Weird: The Power of Being an Outsider in an Insider World

Image of Weird: The Power of Being an Outsider in an Insider World
Author(s): 
Release Date: 
April 7, 2020
Publisher/Imprint: 
Hachette Go
Pages: 
320
Reviewed by: 

Atlantic staff writer Olga Khazan tries to do much too much in her well-written, often absorbing work of memoir and reportage, Weird: The Power of Being an Outsider in an Insider World.

Contrary to her claim, Khazan is not weird. Nor are many, if any, of the three dozen unusual individuals she has interviewed. They are all different, by virtue of some combination of appearance, behaviors, or circumstances, or all of the above. Their stories are fascinating. But don’t expect a parade of the ultra-strange. They’re not here.

To clarify, one dictionary at hand suggests a person with 100 metal piercings in his face might be considered weird.

Khazan grew up in a Russian Jewish immigrant family living among evangelical Christians in Midland, Texas. She went to Baptist daycare. Her father looked like Saddam Hussein, she writes. She felt like an outsider. “For much of my life, all I wanted to be was normal.”

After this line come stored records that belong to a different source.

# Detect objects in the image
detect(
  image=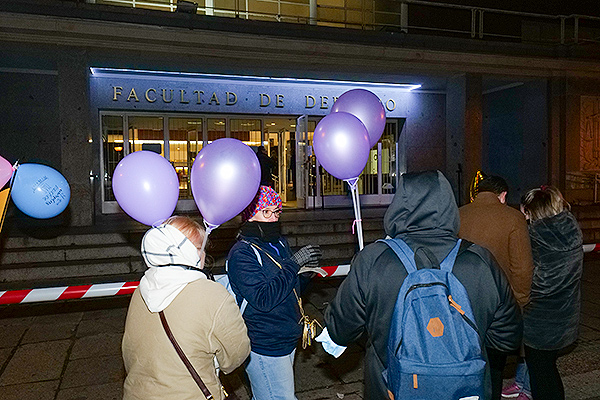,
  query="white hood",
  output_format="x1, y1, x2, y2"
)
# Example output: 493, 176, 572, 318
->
139, 225, 206, 312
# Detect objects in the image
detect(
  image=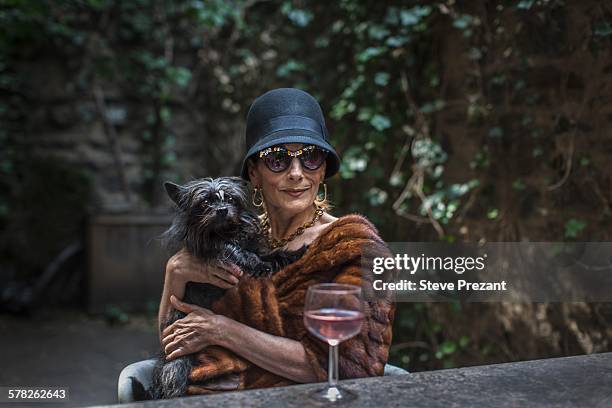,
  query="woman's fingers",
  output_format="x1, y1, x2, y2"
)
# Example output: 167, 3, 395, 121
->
210, 274, 236, 289
215, 261, 242, 279
164, 334, 189, 355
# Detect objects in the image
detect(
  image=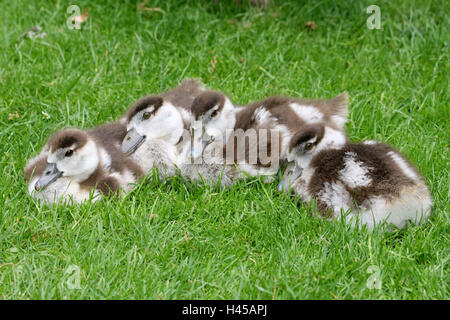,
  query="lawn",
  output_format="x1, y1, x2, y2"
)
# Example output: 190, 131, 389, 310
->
0, 0, 450, 299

Understandably, as a health and science writer, she wondered how others have dealt with—even overcome—similar feelings of exclusion. The others whose stories she tells here include a female NASCAR driver, a male preschool teacher, a transgender mayor, a low-income student sent to an elite boarding school, a liberal sociologist in the Bible Belt, a successful black female lawyer, and the only Muslim girl in a school.

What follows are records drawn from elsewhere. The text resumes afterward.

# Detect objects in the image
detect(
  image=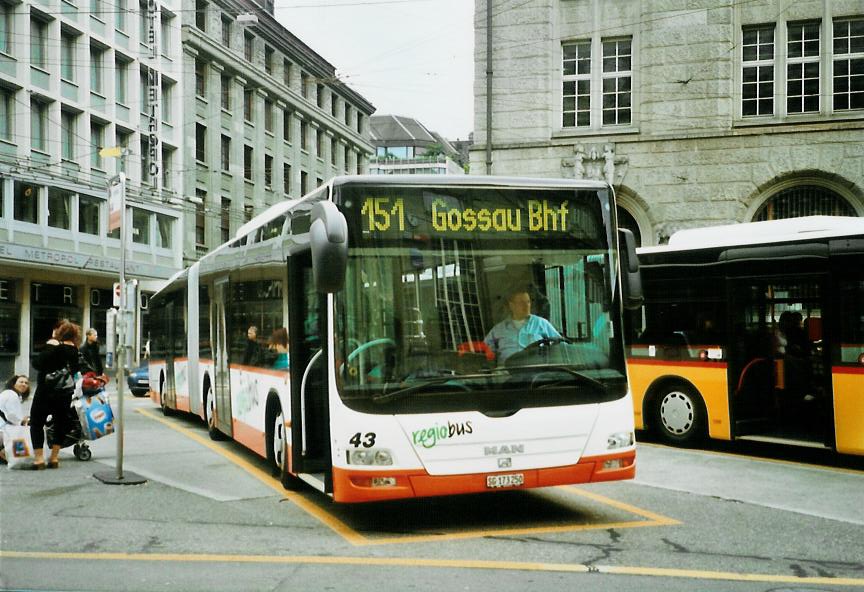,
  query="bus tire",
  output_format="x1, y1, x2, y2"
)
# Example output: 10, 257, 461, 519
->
159, 377, 174, 417
652, 382, 707, 446
204, 382, 226, 442
267, 397, 299, 490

These are the people she calls weirdos. She also calls them outsiders, misfits, nonconformists, and marginalized, interchangeably. Vastly different in their differences, she lumps them together under the misleading big tent word “weird.” Her book might better have been titled “Different,” a far less enticing (but more accurate) word than “Weird,” which her editor probably preferred.

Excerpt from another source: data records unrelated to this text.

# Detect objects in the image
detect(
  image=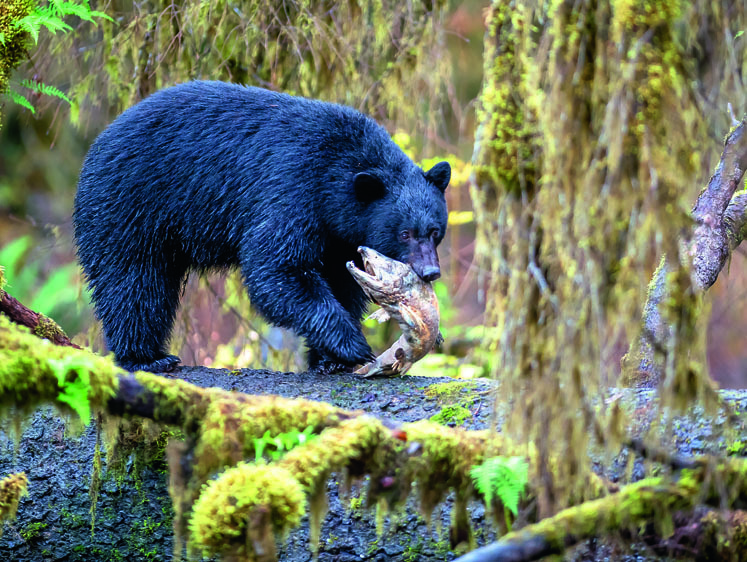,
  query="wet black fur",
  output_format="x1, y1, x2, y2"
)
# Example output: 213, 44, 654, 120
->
73, 82, 450, 371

“It’s good to be a weirdo,” writes the author. “Being different from other people around you confers hidden advantages that can help you in life and in work.” It also confers a load of woe.

Sure enough, her 30 interviewees overcame feelings of difference—of being lonely, misunderstood, left out—engendered by assumptions about them made by others. They did it by finding inner strength, support, therapy, different living circumstances—in myriad ways that helped them escape the negative impacts of hostility and prejudice.

“We tend to sort people into groups based on their differences,” wrote psychologist Henri Tajfel, an expert quoted by the author. Throughout her book, Khazan draws on many studies to explain why being different matters, and the kinds of behaviors—from social anxiety to imposter syndrome—it can lead to.

As her subtitle suggests, the author believes outsider status bestows the power to overcome issues and make successful life changes. Her selected outsiders were certainly somewhat successful. They “seem like misfits, but . . . for the most part handle it well.” But she offers no general self-help fix that will work for countless others struggling to seem “normal” in all respects. “The kinds of stories you tell yourself matter,” she writes. But how to change those stories?

In the end, Khazan shows that some unusual people are able to overcome their inner feelings of not fitting in. But their hard work varies widely, just like their issues and life situations. It does not lend itself to a single prescription of hope for people facing a huge spectrum of difficult issues.

An interesting account of often painful lives, then, but hardly an occasion for celebrating your inner weirdness.